Many examples abound in Africa.  We have had and still have some political leaders who find themselves in entrenched positions, so much so that even when their fall looks eminent, they would say they are standing upright. Former Zimbabwean President Robert Mugabe is a living example of a politician who never saw that his cup was overflowing. 

The greed for power has shut the ears and eyes of some of our politicians.  They refuse to see the stark hardships and the cries for change by their people.  We saw it in Liberia with Mr Charles Taylor, in Sierra Leone, in the Democratic Republic of Congo and the North African countries that were affected by the Arab Spring a few years ago. 

The raging Syrian war that was started in 2011 is an example of politicians refusing to see where enough becomes enough.  Unfortunately, thousands have been killed, hundreds have been maimed and still the war rages on.
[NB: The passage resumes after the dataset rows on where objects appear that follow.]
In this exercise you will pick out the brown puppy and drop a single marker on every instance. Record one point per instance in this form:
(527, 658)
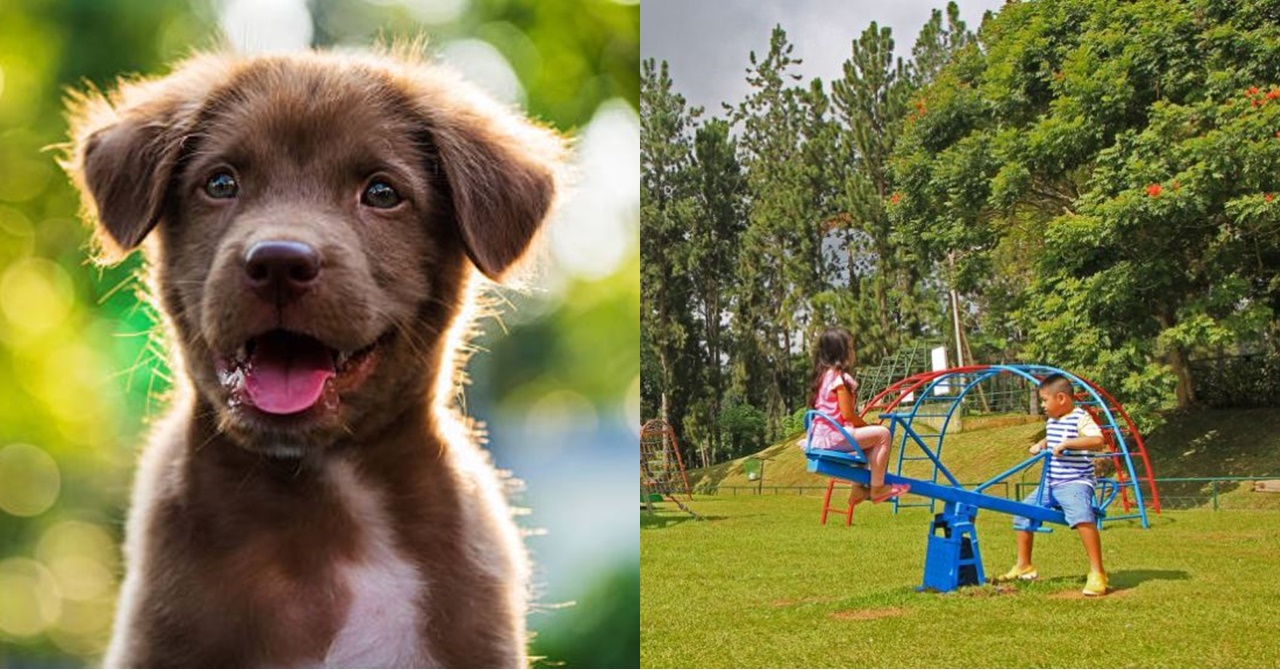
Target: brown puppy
(312, 227)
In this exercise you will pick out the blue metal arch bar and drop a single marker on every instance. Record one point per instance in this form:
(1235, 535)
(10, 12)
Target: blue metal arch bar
(903, 423)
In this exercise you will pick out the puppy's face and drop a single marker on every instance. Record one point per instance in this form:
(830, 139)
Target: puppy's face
(316, 219)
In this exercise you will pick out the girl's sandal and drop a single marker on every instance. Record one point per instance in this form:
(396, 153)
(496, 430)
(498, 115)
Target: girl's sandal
(894, 491)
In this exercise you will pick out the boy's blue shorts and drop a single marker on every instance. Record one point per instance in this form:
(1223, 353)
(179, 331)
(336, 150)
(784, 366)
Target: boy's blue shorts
(1075, 500)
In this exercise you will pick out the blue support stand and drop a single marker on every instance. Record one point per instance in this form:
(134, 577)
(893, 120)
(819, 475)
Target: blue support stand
(952, 559)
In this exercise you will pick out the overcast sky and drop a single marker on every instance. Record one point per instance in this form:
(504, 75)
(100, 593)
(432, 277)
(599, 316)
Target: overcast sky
(708, 42)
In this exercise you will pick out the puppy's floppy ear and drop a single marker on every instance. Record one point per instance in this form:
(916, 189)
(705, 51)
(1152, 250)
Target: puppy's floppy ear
(501, 168)
(126, 147)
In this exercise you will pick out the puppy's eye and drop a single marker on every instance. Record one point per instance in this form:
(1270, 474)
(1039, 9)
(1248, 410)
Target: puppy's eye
(222, 186)
(380, 195)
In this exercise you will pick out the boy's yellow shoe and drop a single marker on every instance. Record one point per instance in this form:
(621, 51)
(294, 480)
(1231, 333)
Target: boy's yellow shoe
(1096, 584)
(1014, 573)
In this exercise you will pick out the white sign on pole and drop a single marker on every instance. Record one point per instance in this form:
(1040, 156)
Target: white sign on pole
(940, 363)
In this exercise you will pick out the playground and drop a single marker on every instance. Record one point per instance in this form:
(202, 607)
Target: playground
(760, 583)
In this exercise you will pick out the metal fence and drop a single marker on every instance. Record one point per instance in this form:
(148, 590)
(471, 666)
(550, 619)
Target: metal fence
(1175, 493)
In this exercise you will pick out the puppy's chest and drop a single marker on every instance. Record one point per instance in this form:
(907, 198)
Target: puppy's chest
(383, 620)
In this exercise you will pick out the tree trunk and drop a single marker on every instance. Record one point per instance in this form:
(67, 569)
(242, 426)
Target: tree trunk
(1176, 358)
(1184, 391)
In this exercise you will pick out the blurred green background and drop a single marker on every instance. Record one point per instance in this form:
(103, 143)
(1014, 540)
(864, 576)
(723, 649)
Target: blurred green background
(80, 370)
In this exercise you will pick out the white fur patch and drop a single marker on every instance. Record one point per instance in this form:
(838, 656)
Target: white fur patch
(383, 620)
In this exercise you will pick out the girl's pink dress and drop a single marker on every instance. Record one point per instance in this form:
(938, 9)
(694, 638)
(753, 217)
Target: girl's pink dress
(824, 436)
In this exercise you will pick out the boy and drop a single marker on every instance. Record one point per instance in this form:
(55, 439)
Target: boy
(1070, 481)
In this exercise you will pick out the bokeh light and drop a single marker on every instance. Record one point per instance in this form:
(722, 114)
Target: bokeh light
(485, 67)
(35, 296)
(264, 26)
(31, 601)
(30, 481)
(590, 238)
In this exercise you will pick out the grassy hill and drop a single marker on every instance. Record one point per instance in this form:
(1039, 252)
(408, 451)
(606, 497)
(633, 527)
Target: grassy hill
(1202, 443)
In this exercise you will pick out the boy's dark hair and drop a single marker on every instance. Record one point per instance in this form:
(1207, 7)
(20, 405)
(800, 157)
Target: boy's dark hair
(1057, 383)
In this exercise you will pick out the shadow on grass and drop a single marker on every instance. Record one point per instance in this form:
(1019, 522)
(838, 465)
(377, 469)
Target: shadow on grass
(1127, 579)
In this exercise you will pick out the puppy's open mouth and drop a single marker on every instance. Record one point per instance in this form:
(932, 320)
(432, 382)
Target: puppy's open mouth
(283, 373)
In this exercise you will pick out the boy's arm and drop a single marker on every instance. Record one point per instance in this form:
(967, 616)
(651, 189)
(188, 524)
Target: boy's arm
(1089, 437)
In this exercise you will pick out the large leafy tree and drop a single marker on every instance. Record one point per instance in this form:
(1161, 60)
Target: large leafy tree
(714, 235)
(1118, 162)
(667, 209)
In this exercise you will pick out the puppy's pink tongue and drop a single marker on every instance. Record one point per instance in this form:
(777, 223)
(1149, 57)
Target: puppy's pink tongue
(287, 373)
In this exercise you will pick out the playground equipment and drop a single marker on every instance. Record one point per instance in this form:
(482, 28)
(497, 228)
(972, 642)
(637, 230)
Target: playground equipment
(952, 557)
(662, 470)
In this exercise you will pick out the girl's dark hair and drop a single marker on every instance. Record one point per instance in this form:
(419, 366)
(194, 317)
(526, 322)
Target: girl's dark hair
(833, 349)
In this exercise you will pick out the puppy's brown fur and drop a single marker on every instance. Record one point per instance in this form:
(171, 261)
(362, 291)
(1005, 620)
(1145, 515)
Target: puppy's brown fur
(368, 529)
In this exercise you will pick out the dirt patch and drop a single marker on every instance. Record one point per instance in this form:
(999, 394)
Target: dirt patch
(863, 615)
(792, 602)
(988, 589)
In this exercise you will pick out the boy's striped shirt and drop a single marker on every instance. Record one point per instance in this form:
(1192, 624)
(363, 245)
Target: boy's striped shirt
(1066, 469)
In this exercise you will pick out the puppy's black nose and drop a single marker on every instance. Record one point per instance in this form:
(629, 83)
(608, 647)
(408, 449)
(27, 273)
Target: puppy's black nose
(280, 270)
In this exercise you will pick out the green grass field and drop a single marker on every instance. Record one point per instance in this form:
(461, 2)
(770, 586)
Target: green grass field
(762, 584)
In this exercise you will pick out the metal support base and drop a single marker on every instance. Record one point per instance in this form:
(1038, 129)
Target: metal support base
(952, 559)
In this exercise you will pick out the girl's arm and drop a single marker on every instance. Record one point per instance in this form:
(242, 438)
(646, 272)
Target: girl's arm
(848, 411)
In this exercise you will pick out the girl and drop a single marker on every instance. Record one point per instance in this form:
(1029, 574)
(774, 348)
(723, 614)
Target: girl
(833, 392)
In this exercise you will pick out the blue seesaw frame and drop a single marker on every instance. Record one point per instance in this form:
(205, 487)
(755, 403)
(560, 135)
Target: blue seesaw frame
(952, 557)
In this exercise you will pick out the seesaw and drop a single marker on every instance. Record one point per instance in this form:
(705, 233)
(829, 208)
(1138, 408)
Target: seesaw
(952, 557)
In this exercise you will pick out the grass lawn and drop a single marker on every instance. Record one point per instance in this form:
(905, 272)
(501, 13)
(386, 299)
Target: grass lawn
(760, 584)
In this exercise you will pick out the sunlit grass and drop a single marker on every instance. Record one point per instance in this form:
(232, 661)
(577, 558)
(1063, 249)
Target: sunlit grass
(762, 584)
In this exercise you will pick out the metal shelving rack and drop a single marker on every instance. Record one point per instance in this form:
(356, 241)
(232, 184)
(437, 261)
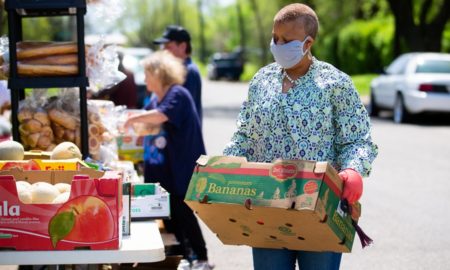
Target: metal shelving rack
(19, 9)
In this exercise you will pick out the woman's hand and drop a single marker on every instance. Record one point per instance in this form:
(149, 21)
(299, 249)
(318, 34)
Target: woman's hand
(128, 123)
(353, 185)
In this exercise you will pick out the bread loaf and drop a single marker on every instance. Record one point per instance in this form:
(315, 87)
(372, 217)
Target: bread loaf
(63, 119)
(41, 49)
(46, 70)
(63, 59)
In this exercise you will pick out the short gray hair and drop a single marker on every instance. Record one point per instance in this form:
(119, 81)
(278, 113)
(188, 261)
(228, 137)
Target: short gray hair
(168, 68)
(301, 12)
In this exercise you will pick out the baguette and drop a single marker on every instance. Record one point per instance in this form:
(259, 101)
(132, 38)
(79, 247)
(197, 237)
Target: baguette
(46, 70)
(62, 59)
(37, 49)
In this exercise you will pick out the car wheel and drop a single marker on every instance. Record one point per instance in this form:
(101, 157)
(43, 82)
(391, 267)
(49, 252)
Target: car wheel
(401, 115)
(373, 108)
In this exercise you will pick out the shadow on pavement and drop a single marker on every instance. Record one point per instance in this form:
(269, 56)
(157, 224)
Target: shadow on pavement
(425, 119)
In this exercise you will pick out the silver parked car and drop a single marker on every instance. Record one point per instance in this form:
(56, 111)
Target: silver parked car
(413, 83)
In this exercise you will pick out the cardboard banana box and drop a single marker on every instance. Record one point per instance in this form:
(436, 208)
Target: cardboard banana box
(289, 204)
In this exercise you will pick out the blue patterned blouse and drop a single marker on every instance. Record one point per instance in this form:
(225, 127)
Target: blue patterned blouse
(321, 118)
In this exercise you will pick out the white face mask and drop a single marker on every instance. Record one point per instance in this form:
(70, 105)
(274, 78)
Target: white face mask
(289, 54)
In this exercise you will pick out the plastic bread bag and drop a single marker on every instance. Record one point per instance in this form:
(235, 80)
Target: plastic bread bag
(102, 66)
(34, 123)
(4, 57)
(64, 114)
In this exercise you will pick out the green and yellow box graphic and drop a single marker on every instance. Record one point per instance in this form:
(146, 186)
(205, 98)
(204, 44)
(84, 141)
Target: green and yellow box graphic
(306, 191)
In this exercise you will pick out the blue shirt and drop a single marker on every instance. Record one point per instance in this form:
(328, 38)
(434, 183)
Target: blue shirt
(320, 118)
(193, 83)
(170, 156)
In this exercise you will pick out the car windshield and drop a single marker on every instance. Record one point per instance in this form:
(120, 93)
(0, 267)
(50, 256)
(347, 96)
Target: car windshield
(433, 66)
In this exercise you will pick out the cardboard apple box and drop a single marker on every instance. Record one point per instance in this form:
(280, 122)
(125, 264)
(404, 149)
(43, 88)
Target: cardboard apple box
(288, 204)
(43, 164)
(90, 219)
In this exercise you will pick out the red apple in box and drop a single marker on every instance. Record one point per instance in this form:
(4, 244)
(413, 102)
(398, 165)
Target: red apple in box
(82, 219)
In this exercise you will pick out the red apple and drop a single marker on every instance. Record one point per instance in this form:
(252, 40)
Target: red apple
(85, 219)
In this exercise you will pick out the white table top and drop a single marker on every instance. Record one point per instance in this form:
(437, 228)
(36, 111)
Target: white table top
(143, 245)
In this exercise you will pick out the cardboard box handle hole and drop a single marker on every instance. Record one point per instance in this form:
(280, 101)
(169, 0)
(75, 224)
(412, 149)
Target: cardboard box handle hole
(324, 220)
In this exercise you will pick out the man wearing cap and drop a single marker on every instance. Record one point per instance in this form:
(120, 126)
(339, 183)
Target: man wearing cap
(177, 40)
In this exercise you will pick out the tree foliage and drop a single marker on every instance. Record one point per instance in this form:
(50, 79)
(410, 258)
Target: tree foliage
(356, 36)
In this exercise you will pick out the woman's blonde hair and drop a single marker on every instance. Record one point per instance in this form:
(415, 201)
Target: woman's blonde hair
(168, 68)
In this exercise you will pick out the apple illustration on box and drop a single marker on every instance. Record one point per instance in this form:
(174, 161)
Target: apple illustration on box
(82, 219)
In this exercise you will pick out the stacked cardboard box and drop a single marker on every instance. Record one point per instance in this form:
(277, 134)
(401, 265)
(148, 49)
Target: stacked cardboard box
(90, 219)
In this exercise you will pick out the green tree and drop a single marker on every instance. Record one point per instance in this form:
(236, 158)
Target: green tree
(419, 25)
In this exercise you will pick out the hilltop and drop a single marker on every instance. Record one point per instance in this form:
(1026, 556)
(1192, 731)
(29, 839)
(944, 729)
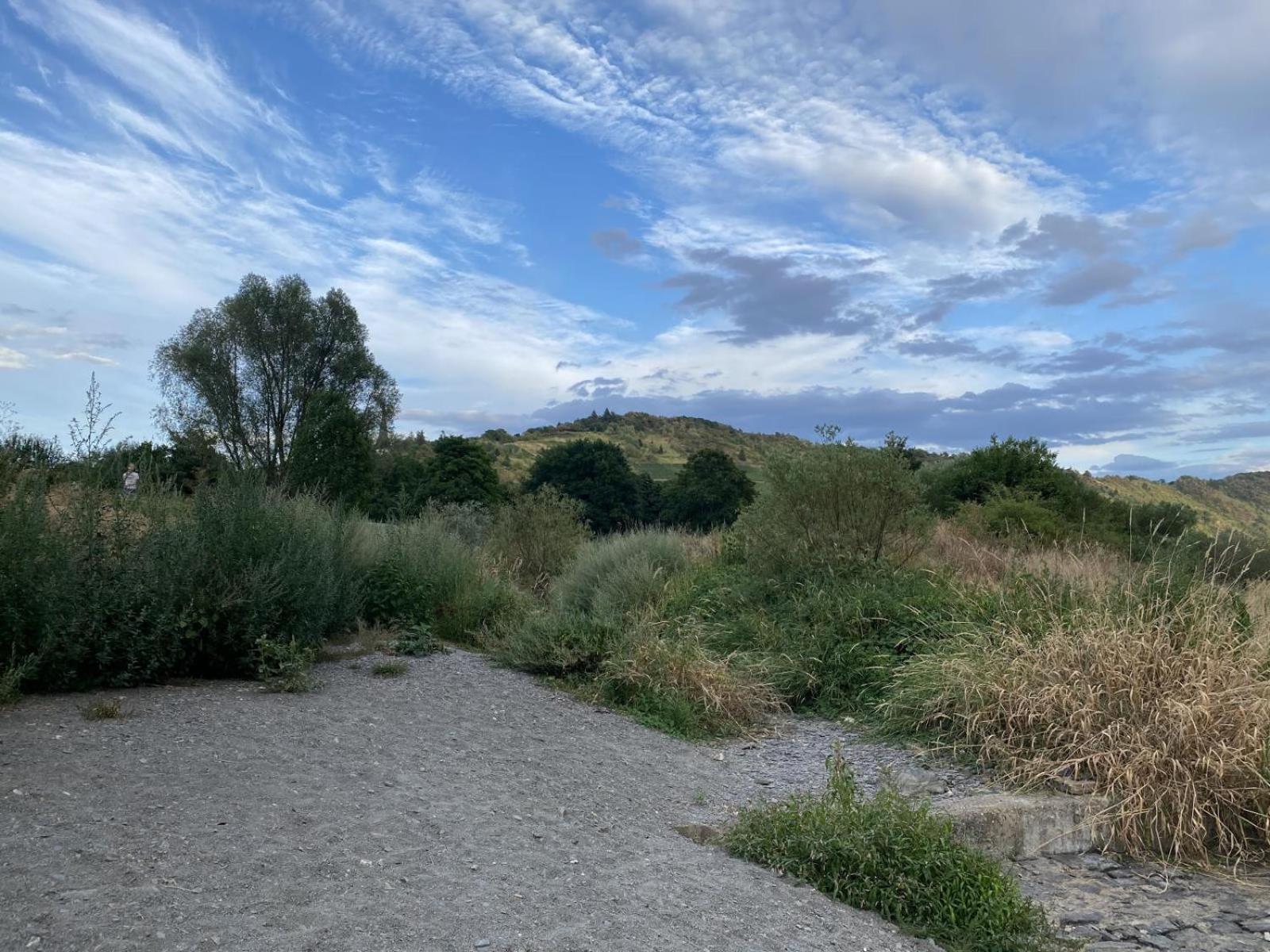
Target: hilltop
(1238, 503)
(654, 444)
(660, 444)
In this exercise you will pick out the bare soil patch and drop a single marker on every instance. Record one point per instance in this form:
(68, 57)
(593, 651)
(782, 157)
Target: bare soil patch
(459, 806)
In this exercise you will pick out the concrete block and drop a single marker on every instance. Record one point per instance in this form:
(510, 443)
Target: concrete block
(1020, 825)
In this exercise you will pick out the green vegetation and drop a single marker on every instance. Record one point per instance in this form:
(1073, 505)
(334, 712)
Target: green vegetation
(103, 711)
(416, 641)
(995, 602)
(895, 858)
(708, 493)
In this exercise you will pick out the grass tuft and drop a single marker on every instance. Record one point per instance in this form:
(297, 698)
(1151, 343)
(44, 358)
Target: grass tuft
(105, 711)
(895, 858)
(1157, 692)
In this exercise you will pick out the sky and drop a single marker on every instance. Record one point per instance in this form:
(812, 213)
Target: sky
(950, 219)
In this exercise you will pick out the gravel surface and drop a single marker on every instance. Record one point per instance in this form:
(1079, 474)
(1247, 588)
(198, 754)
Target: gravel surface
(456, 808)
(791, 757)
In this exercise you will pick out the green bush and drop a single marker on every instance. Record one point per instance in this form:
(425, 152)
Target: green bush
(417, 640)
(102, 592)
(537, 536)
(827, 643)
(286, 666)
(831, 505)
(421, 573)
(895, 858)
(556, 644)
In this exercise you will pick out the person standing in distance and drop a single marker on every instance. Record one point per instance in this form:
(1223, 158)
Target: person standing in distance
(131, 480)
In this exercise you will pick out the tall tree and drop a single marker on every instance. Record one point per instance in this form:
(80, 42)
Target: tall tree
(333, 454)
(249, 368)
(709, 492)
(461, 471)
(596, 474)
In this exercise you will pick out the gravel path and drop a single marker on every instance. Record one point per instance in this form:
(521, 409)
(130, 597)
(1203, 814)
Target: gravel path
(456, 808)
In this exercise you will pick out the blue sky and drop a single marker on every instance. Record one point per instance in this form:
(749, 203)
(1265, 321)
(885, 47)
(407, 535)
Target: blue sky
(944, 217)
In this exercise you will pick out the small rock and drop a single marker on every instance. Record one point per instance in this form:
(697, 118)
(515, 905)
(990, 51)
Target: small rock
(1080, 917)
(916, 781)
(698, 833)
(1075, 789)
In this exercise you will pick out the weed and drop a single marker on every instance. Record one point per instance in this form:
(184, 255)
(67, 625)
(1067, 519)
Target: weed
(105, 711)
(895, 858)
(416, 640)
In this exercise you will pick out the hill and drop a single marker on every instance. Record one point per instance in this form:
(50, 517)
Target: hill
(1238, 503)
(654, 444)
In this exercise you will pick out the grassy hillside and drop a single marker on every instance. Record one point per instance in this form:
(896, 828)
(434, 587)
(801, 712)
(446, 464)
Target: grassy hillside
(1236, 503)
(654, 444)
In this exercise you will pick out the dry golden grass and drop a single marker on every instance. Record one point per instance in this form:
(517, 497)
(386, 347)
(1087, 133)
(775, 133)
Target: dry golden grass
(1159, 696)
(994, 564)
(654, 658)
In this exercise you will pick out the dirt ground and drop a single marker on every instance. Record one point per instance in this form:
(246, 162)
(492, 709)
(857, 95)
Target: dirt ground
(456, 808)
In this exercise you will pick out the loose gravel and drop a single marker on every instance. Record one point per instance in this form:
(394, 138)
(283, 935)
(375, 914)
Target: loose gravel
(456, 808)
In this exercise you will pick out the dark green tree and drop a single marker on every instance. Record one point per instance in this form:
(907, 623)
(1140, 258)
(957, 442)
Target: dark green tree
(596, 474)
(649, 501)
(461, 471)
(708, 493)
(333, 454)
(248, 370)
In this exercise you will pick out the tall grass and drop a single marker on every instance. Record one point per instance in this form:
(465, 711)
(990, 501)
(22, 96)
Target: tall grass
(1153, 689)
(421, 571)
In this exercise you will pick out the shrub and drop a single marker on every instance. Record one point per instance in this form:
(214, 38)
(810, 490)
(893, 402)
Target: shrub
(102, 593)
(618, 574)
(895, 858)
(537, 536)
(829, 505)
(826, 643)
(286, 666)
(708, 493)
(419, 573)
(1153, 691)
(596, 474)
(103, 711)
(552, 643)
(417, 641)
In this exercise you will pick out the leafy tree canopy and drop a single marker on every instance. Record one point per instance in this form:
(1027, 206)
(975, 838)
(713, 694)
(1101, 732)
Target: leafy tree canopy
(333, 454)
(461, 471)
(597, 475)
(248, 370)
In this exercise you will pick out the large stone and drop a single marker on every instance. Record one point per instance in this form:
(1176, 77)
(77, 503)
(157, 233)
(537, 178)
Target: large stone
(700, 833)
(916, 782)
(1016, 825)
Admittedly, all over the world, there are some upright ones who would not hesitate to resign when they admit their wrongs for the rest to move on.  Former Prime Minister David Cameron of the UK is a good example of this, resigning after the Brexit referendum in the UK.

Others

Unfortunately, politicians are not the only ones blinded to when to say enough is enough.  We have seen world renowned diplomats falling into the trap.  In 2011, at the pinnacle of his career as Managing Director of the International Monetary Fund (IMF), Mr Dominique Strauss-Khan was alleged to have been involved in a sex scandal that led to his arrest, an embarrassment and a premature end to his shinning career.

His reminder of enough was enough came when a hotel housekeeper in a Manhattan Suite in New York accused him of sex assault.  This was a man who was nursing French Presidential aspirations at the time.  He resigned as IMF boss and lost out on his presidential ambitions in France.

In the last few years, across England and the United States of America,many former entertainers and radio personalities have faced trials over cases of sexual assaults years after they had left the scene. The fact that for some of them two or more different accusers came forward to testify meant their first attempts were never enough.

Greed

The same attitude gets exhibited by those caught in cocaine cases.  A lot of times, they were not first time offenders.  The drug money must have lured them into doing it over and over again.

In the exposes of investigative Journalist Anas Aremeyaw Anas, including the recent one on the Ghana Football Association, one lesson comes out strongly.  Enough is still not enough to some people when it comes to greed.  Why does corruption keep re-surfacing? 

Well, the shame and the irreparable image damage for those caught in the web are enough lessons for everyone.  And the lesson?  If whatever you do in secret would bring you shame and embarrassment if your family and friends were to hear about it, then do not do it.  That is the reality check for when enough becomes enough.